L’interesse pubblico sotteso al provvedimento di concessione della particolare capacità giuridica, connessa allo status di cittadino, imporrebbe, a valle di quanto statuito dal T.A.R. Lazio, che vengano valutati, anche sotto il profilo indiziario, le prospettive di un ottimale inserimento del soggetto interessato nel contesto sociale del Paese ospitante.

Nel merito, e con esplicito riferimento al diniego di concessione della cittadinanza per motivi di sicurezza, i Consiglieri di Via Flaminia hanno invero adeguato il loro apprezzamento a molteplici pronunzie giurisprudenziali già adottate in precedenza. Anzitutto, è stato stabilito che il provvedimento di diniego della richiesta della cittadinanza italiana “…non deve necessariamente riportare analiticamente le notizie sulla base delle quali si è addivenuti al giudizio di sintesi finale, essendo sufficiente quest’ultimo, in quanto ciò potrebbe in qualche modo compromettere l’attività preventiva o di controllo da parte degli organi a ciò preposti ed anche le connesse esigenze di salvaguardia della incolumità di coloro che hanno effettuato le indagini”.

Seguendo l’orientamento giurisprudenziale prevalente, dunque, considerare “insufficiente” l’istruttoria benché espressamente menzionata, e contestualmente inadeguato il richiamo scaturito dalla stessa ad una sospetta contiguità con associazioni, per così dire, “sospette”, oltre a comportare un’indebita invasione nell’ambito della discrezionalità tecnica dell’Amministrazione, finirebbe col mettere a rischio le complessive e difficili finalità di salvaguardia generale sottese alla diagnosi di pericolosità sociale effettuata.

“La particolarità delle esigenze di tutela della sicurezza della Repubblica” - hanno continuato i Giudici amministrativi – “giustifica infatti una assertività di valutazione che però è solo apparente, essendo essa in realtà espressamente e concretamente ancorata agli esiti delle investigazioni effettuate dagli organismi competenti.
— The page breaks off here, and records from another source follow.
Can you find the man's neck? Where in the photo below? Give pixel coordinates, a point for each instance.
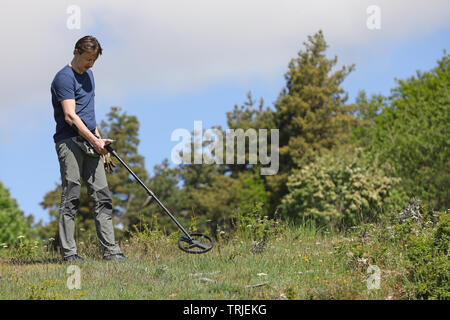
(73, 65)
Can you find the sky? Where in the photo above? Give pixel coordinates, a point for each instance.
(173, 62)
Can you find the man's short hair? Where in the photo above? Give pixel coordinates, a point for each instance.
(90, 44)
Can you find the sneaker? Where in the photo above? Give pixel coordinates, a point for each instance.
(73, 258)
(116, 256)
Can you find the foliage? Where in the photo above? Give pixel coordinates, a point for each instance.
(340, 189)
(429, 263)
(12, 221)
(411, 134)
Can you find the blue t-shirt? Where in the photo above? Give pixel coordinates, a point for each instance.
(69, 84)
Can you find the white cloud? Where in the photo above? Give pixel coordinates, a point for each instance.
(181, 45)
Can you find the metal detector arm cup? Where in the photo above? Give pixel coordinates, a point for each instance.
(109, 147)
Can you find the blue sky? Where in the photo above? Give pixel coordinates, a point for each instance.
(175, 62)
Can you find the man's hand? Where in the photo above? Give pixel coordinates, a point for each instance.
(108, 163)
(99, 146)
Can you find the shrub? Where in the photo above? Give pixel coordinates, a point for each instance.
(339, 190)
(429, 263)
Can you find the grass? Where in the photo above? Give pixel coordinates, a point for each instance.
(295, 263)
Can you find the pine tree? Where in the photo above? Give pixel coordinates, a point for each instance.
(310, 111)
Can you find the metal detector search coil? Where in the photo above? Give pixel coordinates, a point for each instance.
(190, 243)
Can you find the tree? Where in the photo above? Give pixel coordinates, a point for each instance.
(126, 193)
(412, 134)
(12, 221)
(310, 112)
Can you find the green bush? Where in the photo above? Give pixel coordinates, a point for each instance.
(340, 189)
(429, 263)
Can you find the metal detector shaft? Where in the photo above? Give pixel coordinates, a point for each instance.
(114, 153)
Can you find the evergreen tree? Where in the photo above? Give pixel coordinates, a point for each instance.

In tale contesto, il richiamo ai motivi inerenti alla sicurezza della Repubblica […] non costituisce dunque una mera clausola di stile, ma tiene conto degli elementi oggettivi e sostanziali acquisiti mediante l’attività informativa esperita, ancorché di essa non vi sia stata la riproduzione per esteso, secondo la modalità tipica della motivazione per relationem”.

La valutazione del Dipartimento della Pubblica Sicurezza avveniva, dunque, sulla base di un accertamento effettuato in modo rituale, il cui esito in termini di prognosi di pericolosità sociale rientrava negli apprezzamenti di merito non sindacabili innanzi al Giudice amministrativo.

Per concludere, nel caso di specie la contiguità a movimenti che mettono in pericolo la sicurezza nazionale emersa dall’attività informativa indicavano in primo luogo l’inaffidabilità dell’istante e, inoltre, integravano un autonomo motivo ostativo al rilascio della cittadinanza italiana, nessun rilievo potendo assumere, in contrario, l’assenza di procedimenti penali a carico del ricorrente, in quanto la verifica dei motivi ostativi alla sicurezza della Repubblica Italiana non si riduce, esclusivamente, al mero accertamento dei fatti penalmente rilevanti, bensì attiene alla prevenzione di eventuali rischi per la sicurezza pubblica.